None of this is to suggest that U.S.-China relations will not display elements of both unity and rivalry in the coming years. To be sure, conflicts over steel, intellectual property, and access to China’s strategically important financial sector will intensify. However, even if Trump does carry through on his desire to make trade policy on a bilateral basis, this will certainly not bring about an end to the longstanding policy of the “open door” in Asia or even necessarily represent a fundamental shift in U.S. trade policy. Even if the remaining TPP countries close a deal neither they nor China would seek to decouple from the U.S. economy and its role as “consumer of last resort.”

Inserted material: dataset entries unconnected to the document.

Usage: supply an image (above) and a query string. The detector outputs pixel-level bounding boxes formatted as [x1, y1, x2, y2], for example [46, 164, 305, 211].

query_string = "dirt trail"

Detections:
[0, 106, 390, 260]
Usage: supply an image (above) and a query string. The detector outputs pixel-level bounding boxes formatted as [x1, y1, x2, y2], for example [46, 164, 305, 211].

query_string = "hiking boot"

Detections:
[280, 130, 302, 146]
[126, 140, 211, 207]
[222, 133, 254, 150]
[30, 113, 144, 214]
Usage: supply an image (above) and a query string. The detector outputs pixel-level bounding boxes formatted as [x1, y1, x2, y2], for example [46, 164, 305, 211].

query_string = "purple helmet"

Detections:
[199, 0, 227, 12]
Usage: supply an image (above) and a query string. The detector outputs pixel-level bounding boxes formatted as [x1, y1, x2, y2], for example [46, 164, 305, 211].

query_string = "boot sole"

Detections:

Nor is it to suggest that China’s rise can be indefinitely contained, as was the case with Japan in the 1980s. Projects such as the “belt and road” and the Asian Infrastructure Investment Bank underwrite China’s rise but are unlikely to resolve the problem of massive overcapacity. Nor will these projects do much to spearhead the development of the renminbi (RMB) as a challenger to the dollar. At the present time the RMB accounts for 1.8% of global payments, ranking sixth behind the dollar, euro, pound, yen, and Canadian dollar. Just 16% of China’s trade is settled in RMB.
To be sure, American power is in important respects declining, in large part as a result of its own policies. U.S.-led globalization has benefited corporate America, but has contributed to the devastation of large swathes of urban and rural America, with resultant deepening social and cultural conflicts and political dysfunction.
Yet, predictions of isolationism or a “Thucydides Trap” are unwarranted. In Tokyo Trump and Prime Minister Abe strongly reaffirmed the U.S.-Japan alliance. In South Korea, Japan, and the Philippines Trump repeatedly invoked the “Indo-Pacific”—a term of geopolitical containment -- to refer to the massive land and sea area stretching from the U.S. pacific coast to Australia, Africa, and India. In Manilla the members of the “quadrilateral,” the USA, Australia, Japan, and India, called for a “free and open Indo-Pacific.” China has acquiesced to South Korea’s deployment of the THAAD anti- ballistic missile system and it appears likely that Japan will soon also acquire a comparable system from the United States. The United States is not isolationist and it is not retreating from Asia.